André Forcier’s cinema is widely recognized both in Canada and abroad. A pioneer, he was the first Canadian filmmaker to be honored with a retrospective at the Cinémathèque Française (1987). In 2003, he received the Albert Tessier Award, Quebec’s highest distinction for lifetime achievement in cinema. In March 2010, he was awarded the Governor General’s Award in Media Arts, the highest honor of its kind in Canada.

Forcier’s exceptional career has been celebrated with the IRIS Tribute Award from Québec Cinéma for his 50 years in film (2018), and the Louve d’Hommage from the Festival du Nouveau Cinéma for his lifetime achievements (2019). In 2024, Ababouiné brilliantly closed the Fantasia Festival, where Forcier was honored with both a career tribute and the Audience Award. This recognition
continued at Les Percéides in Gaspésie, where he again received a lifetime achievement award, and Ababouiné won the Audience Award, confirming his status as an emblematic figure of Quebec cinema.
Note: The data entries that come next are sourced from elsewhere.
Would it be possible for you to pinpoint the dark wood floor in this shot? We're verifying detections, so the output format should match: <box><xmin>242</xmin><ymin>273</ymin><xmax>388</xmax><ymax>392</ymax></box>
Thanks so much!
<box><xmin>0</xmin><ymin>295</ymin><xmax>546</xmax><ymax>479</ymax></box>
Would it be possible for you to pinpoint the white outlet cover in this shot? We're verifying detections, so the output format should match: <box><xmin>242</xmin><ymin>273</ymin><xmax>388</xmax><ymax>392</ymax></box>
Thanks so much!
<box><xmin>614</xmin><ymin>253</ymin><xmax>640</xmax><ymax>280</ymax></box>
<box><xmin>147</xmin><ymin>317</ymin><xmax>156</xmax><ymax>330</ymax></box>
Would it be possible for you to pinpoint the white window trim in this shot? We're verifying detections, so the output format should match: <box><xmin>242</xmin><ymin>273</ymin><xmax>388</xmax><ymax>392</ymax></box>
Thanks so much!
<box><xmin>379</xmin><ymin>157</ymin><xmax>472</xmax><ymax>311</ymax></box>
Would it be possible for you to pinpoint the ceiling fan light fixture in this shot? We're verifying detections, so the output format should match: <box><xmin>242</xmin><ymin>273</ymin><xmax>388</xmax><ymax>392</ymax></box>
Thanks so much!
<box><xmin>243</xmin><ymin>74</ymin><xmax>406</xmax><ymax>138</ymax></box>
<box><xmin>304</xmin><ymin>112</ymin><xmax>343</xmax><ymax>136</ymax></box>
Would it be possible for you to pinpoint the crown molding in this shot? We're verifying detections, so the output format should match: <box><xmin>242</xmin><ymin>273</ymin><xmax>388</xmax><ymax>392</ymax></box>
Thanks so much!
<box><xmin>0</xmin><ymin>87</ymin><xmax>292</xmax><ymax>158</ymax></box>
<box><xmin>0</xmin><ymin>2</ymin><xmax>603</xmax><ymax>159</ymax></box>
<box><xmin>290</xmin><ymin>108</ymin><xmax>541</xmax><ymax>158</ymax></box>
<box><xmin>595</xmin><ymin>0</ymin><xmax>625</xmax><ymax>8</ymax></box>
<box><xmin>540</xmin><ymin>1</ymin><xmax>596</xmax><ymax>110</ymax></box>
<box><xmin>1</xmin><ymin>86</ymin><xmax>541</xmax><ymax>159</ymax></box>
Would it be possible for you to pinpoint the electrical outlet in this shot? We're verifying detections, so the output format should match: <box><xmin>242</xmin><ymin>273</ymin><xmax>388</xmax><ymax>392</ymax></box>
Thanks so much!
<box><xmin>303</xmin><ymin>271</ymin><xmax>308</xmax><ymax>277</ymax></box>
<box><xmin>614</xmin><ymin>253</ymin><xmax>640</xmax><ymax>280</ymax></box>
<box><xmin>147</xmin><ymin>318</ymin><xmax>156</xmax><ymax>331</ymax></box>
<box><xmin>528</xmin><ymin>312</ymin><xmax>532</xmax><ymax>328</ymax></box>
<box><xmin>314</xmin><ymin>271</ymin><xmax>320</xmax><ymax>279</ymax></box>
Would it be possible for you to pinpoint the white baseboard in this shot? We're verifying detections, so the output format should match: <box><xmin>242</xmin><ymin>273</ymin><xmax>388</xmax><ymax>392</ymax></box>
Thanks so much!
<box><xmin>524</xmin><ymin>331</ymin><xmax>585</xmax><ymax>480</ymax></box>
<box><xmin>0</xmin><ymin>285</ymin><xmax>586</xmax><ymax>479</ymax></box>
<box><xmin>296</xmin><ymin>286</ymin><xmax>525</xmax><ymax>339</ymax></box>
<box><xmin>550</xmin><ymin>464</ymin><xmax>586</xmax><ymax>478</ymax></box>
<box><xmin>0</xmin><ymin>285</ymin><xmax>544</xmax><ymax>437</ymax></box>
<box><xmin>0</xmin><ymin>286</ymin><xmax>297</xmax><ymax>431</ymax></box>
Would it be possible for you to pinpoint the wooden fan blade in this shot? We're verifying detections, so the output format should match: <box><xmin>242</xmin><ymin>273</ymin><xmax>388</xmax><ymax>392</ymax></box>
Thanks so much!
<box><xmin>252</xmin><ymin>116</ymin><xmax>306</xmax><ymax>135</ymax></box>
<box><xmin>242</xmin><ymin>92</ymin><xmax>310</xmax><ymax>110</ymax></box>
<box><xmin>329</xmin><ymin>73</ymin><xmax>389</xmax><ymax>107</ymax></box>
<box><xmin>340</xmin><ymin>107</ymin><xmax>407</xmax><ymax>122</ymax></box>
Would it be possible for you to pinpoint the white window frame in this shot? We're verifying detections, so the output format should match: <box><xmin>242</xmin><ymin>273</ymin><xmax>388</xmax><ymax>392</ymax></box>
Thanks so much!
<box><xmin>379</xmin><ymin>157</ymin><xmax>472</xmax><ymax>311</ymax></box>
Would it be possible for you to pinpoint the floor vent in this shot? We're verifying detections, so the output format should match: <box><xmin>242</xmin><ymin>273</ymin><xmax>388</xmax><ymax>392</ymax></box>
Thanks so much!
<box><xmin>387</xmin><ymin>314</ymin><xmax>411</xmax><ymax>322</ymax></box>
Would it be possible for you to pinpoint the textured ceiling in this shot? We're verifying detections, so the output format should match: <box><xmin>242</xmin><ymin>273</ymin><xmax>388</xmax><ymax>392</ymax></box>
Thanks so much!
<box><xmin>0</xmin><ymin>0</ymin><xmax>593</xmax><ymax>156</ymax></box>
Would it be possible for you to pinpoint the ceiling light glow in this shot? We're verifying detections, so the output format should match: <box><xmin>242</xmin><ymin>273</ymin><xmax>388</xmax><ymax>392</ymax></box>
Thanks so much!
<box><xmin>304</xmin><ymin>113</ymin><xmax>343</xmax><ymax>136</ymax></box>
Finally, the Cinema on the Bayou Festival in Lafayette, Louisiana, presented him with the Director’s Choice Award for his latest film, Ababouiné.

Jean-Marc E. Roy

Recipient of the CALQ Creator of the Year Award and the Contribution Culture Saguenay–Lac-Saint-Jean Prize, Jean-Marc E. Roy’s work oscillates between documentary and fiction. Since 1999, many of his films have been screened and awarded both locally and internationally. His series Pick-up: À la rencontre du bout du monde received a Gémeaux Award in 2012; Cowboy: Un rêve canadien and Airs Communs earned nominations in 2014 and 2017, respectively. He was part of the official selection at the 47th and 49th Directors' Fortnight in Cannes, as well as the Québec Cinéma Gala in 2016 and 2018 with Bleu tonnerre and Crème de menthe. A passionate admirer of French-Canadian popular culture, many of his productions have toured the world. A Canadian Screen Award nominee in 2016, 2017, and 2020, he released his first feature documentary, Des histoires inventées, in the winter of 2019. 
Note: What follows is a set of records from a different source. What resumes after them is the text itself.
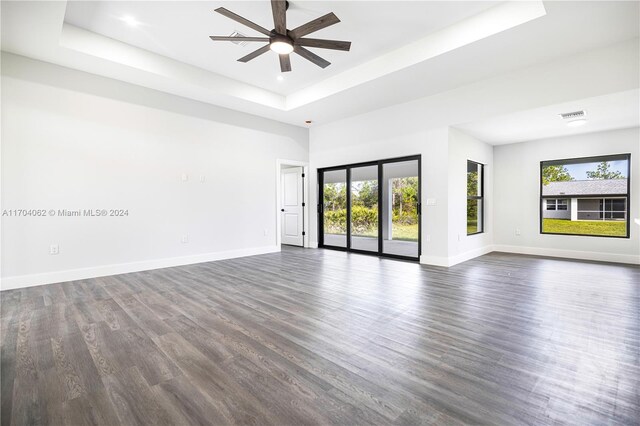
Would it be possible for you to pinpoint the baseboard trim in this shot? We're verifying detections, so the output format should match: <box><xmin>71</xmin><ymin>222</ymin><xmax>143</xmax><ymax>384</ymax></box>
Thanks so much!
<box><xmin>493</xmin><ymin>244</ymin><xmax>640</xmax><ymax>265</ymax></box>
<box><xmin>448</xmin><ymin>245</ymin><xmax>495</xmax><ymax>267</ymax></box>
<box><xmin>0</xmin><ymin>245</ymin><xmax>281</xmax><ymax>291</ymax></box>
<box><xmin>419</xmin><ymin>255</ymin><xmax>451</xmax><ymax>267</ymax></box>
<box><xmin>421</xmin><ymin>245</ymin><xmax>494</xmax><ymax>267</ymax></box>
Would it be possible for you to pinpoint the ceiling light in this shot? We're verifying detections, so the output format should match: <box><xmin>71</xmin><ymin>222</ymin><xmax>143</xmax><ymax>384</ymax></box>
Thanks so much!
<box><xmin>277</xmin><ymin>75</ymin><xmax>284</xmax><ymax>81</ymax></box>
<box><xmin>270</xmin><ymin>35</ymin><xmax>294</xmax><ymax>55</ymax></box>
<box><xmin>567</xmin><ymin>119</ymin><xmax>587</xmax><ymax>127</ymax></box>
<box><xmin>119</xmin><ymin>15</ymin><xmax>141</xmax><ymax>27</ymax></box>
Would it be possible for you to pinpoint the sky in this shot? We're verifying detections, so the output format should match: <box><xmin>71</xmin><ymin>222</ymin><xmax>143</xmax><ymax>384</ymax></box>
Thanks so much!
<box><xmin>565</xmin><ymin>159</ymin><xmax>628</xmax><ymax>180</ymax></box>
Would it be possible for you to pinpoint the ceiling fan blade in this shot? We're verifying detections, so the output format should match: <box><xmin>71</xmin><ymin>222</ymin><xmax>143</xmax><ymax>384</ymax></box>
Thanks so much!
<box><xmin>294</xmin><ymin>46</ymin><xmax>330</xmax><ymax>68</ymax></box>
<box><xmin>295</xmin><ymin>38</ymin><xmax>351</xmax><ymax>51</ymax></box>
<box><xmin>209</xmin><ymin>36</ymin><xmax>270</xmax><ymax>42</ymax></box>
<box><xmin>279</xmin><ymin>54</ymin><xmax>292</xmax><ymax>72</ymax></box>
<box><xmin>237</xmin><ymin>45</ymin><xmax>271</xmax><ymax>63</ymax></box>
<box><xmin>271</xmin><ymin>0</ymin><xmax>287</xmax><ymax>35</ymax></box>
<box><xmin>214</xmin><ymin>7</ymin><xmax>272</xmax><ymax>36</ymax></box>
<box><xmin>289</xmin><ymin>13</ymin><xmax>340</xmax><ymax>39</ymax></box>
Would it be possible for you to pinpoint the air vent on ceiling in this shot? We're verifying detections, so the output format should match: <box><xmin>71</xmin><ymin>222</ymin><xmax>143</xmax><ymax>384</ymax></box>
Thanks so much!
<box><xmin>228</xmin><ymin>31</ymin><xmax>249</xmax><ymax>47</ymax></box>
<box><xmin>559</xmin><ymin>110</ymin><xmax>586</xmax><ymax>120</ymax></box>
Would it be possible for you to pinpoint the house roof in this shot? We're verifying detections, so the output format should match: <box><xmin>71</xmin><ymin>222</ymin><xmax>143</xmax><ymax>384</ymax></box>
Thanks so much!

Living in Saguenay since 2001, he is currently developing various fiction feature projects. Collaborating with Philippe David Gagné since 2008, the duo founded La Boîte de pickup ten years ago. Also a director for Télé-Québec, he recently completed an 80-minute anthropoetic film essay, Cardboard City, co-created with André Forcier.

Festivals

[2025] Fantasia, Canada
[2025] Les Percéides, Percé, Canada
[2026] Cinema on the Bayou, Lafayette, USA

Director's statement

Cardboard City was born out of a deep attachment to a changing territory, to a memory that slips through our fingers. Ville Jacques Cartier – with its modest architecture, its working-class history, and its visible and hidden scars – called to us. Rather than simply documenting its transformation, we wanted to listen to it, to let it speak in another way.

Early on, we understood that this film would be shaped by multiple languages: the language of archival images and contemporary streets, of fiction, animation, and poetry. Our collaboration unfolded through a constant back-and-forth between the real and the imagined, between observation and invention, between two sensibilities trying to reveal what is vanishing.
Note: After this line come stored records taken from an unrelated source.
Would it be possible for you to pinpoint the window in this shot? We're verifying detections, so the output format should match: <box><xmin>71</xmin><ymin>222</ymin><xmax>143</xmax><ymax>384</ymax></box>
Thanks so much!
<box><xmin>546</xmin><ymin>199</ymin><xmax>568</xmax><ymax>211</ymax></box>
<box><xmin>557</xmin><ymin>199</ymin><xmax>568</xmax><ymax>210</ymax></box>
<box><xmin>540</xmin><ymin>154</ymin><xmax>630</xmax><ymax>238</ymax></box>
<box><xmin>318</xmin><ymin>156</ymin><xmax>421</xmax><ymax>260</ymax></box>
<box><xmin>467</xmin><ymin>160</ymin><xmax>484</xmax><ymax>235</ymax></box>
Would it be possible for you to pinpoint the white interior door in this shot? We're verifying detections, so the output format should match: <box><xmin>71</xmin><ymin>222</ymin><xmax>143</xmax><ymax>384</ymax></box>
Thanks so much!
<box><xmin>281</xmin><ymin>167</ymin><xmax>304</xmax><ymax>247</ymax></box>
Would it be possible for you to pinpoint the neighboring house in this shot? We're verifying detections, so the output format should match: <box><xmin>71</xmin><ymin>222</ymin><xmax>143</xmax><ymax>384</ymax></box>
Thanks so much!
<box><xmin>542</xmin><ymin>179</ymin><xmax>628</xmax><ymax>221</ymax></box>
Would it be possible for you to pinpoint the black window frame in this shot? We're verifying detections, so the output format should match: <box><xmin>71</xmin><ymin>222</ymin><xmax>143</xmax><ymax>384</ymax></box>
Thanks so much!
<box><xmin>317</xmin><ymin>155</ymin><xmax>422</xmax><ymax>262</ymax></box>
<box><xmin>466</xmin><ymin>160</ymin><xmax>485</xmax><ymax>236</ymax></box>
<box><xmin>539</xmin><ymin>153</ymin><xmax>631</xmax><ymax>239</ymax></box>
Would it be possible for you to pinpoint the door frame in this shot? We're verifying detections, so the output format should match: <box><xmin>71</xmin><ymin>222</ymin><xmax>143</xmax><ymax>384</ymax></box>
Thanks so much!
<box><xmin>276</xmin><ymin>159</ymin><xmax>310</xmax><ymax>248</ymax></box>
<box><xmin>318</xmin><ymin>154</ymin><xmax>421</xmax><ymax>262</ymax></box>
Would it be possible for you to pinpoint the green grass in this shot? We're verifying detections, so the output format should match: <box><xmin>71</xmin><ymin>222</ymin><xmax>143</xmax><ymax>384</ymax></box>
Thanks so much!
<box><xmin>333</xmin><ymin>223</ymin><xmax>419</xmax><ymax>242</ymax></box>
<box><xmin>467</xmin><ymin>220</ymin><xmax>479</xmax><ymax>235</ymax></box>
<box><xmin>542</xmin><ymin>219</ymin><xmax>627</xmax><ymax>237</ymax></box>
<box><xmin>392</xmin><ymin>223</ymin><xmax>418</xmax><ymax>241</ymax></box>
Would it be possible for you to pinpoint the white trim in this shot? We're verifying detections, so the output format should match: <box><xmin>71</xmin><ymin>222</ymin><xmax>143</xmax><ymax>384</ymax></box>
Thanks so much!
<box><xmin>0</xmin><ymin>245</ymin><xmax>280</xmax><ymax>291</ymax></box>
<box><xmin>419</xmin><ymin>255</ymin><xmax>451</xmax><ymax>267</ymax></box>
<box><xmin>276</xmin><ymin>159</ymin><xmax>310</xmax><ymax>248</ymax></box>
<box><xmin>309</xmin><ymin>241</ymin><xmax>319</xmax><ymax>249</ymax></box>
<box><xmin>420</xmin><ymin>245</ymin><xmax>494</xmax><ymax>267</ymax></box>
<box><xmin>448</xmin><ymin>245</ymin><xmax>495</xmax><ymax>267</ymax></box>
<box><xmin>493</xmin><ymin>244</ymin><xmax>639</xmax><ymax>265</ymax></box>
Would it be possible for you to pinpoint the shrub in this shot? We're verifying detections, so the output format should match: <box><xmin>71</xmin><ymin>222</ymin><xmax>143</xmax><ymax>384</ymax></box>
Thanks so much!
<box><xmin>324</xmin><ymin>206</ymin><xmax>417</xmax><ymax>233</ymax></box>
Jean-Marc Desgent’s voice quickly emerged as a guide. More than a narrator, he embodies a presence. His words carry the city as much as they inhabit it. Along the way, his role deepened, bringing us back into production even as the film was already taking shape in the edit. That detour proved invaluable; it allowed us to refine the narrative and bring its texture into sharper relief.

For us, making this film was a way to hold on to something, but also to create a space for resonance. A moment of pause, of listening. What we sought to capture was not only what is disappearing, but what endures in materials, in voices, in memory. Cardboard City is a film about what remains when everything seems on the verge of fading.